Last week I asked ‘what is the role of art in society?’
In an earlier essay I proposed that high art, art which refutes the propaganda intentions of low or popular art, art which turns its back on prurient sexuality and on immature emotions, that this high art creates a set of unique relationships between formal beauty (that which we find appealing at a given moment in our cultural history) and truth.
In meaningful art, big art, truthful and relevant art, the main thing that happens is that content becomes transformed by an artist’s use of creative forms. Amongst these forms are the proportions of an ancient temple, the underlying triangular form of an Italian Renaissance painting, the stylistic deep-focus of Orson Well’s Citizen Kane, and the entrancing lyricism of Lorca’s poetry. Form is constructed out of stone, canvas and paint, flickering light, words and sounds, as well as experiences, obsessions and the influences of previous cultural productions. It arises when the architect understood that the proportion 3:5, 5:8, 7:12 seemed to be right/correct/beautiful; it arose when Leonardo came to understand that the gentle blending of colours rather than the drawing of a line was more a reflection of how we see the world and that this ‘sfumato’ was a naturalistic and delicate expression of light and colour in all their beauty; it arose when the director of photography saw that the unnatural quality of deep-focus gave the audience an artificial but exciting way to see figures in space that spoke of multiple layers of realty and that it was also beautiful to behold; and when the writer placed sounds and meanings side by side to entice and conjure our most profound dreams and that it was a beautiful balm for our souls.
Those forms offer different truths, which are often neither acceptable nor understandable by the mass of people, those subsumed in the stagnant passé powers of the slowly dying present ruler’s diseased culture.

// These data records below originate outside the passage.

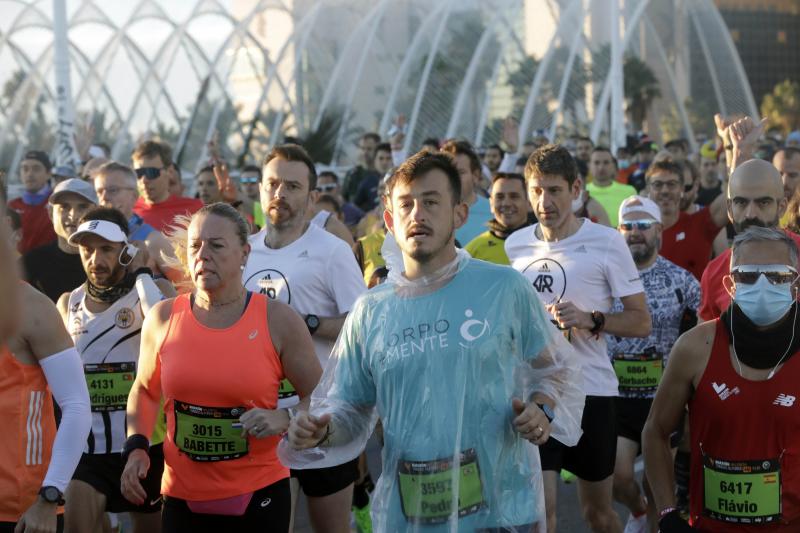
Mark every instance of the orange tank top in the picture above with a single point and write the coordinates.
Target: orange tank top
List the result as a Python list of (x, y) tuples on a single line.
[(26, 407), (209, 377)]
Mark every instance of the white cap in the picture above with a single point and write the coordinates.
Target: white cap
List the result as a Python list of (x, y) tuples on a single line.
[(640, 204), (102, 228)]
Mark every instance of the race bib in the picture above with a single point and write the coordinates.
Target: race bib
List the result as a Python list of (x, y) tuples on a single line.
[(742, 492), (426, 488), (109, 385), (209, 433), (640, 373)]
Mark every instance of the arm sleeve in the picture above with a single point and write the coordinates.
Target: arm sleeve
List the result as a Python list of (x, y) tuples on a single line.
[(508, 163), (64, 374), (621, 272), (348, 282)]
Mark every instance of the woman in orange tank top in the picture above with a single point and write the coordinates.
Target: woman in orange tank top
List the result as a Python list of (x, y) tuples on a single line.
[(217, 355)]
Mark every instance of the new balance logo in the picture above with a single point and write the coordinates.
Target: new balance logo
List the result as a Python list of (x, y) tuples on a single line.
[(723, 391), (784, 400)]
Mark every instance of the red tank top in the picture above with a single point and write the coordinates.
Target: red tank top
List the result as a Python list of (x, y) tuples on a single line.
[(209, 377), (26, 441), (742, 432)]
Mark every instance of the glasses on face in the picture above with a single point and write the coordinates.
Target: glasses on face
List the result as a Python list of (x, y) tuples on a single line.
[(150, 173), (112, 191), (641, 225), (672, 185), (775, 274)]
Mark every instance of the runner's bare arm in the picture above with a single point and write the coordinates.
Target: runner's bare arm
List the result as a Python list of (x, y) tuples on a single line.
[(145, 395), (686, 363), (330, 326), (336, 227), (293, 343)]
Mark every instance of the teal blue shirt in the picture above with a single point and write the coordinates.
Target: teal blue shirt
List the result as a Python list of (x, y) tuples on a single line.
[(440, 368), (480, 213)]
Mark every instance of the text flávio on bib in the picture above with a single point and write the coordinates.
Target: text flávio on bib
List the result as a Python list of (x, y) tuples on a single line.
[(742, 492), (209, 433), (109, 385), (427, 491)]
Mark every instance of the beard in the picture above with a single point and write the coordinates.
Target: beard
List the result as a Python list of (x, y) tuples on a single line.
[(425, 255), (280, 214)]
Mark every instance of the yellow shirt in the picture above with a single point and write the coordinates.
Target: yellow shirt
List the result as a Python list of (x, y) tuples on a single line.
[(489, 248)]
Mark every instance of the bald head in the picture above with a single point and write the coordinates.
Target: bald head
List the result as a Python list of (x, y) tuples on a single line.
[(755, 195)]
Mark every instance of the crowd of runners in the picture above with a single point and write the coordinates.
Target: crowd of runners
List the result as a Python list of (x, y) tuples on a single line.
[(498, 321)]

The substance of art, its essential ingredients (visions, ideas, concepts, newly arising perceptions about the meaning and value of life and especially a view of our lived reality) offer stories, plots and characters, which suggest ‘subject matter’.
Subject matter joined with new forms and technology, is translated into a fragment of social production (art) which speaks to and for others, which engages them in ideas offering new truths challenging the old stagnant, repressive styles, undermining the immorality of the dominant culture.
This new art is often denigrated, insulted, spat upon because the Establishment, who amongst them are the guardians of the awards, grants and contracts which admit artists prepared to compromise themselves, into the film studio, the exhibition space or the theatre. These guardians are terrified about allowing viral ideas through the establishment’s gates. These officers of the culture know well they may be asked to fall upon their swords or be dragged into public humiliation for having allowed too liberal a view to be revealed.
Aesthetic form is the material that re-transforms truths into aesthetic content. In art, as opposed to documentarist work, content is abstracted, mediated, poetized and estranged in the name of revealing the deeper realities of the social and inner lives of the people.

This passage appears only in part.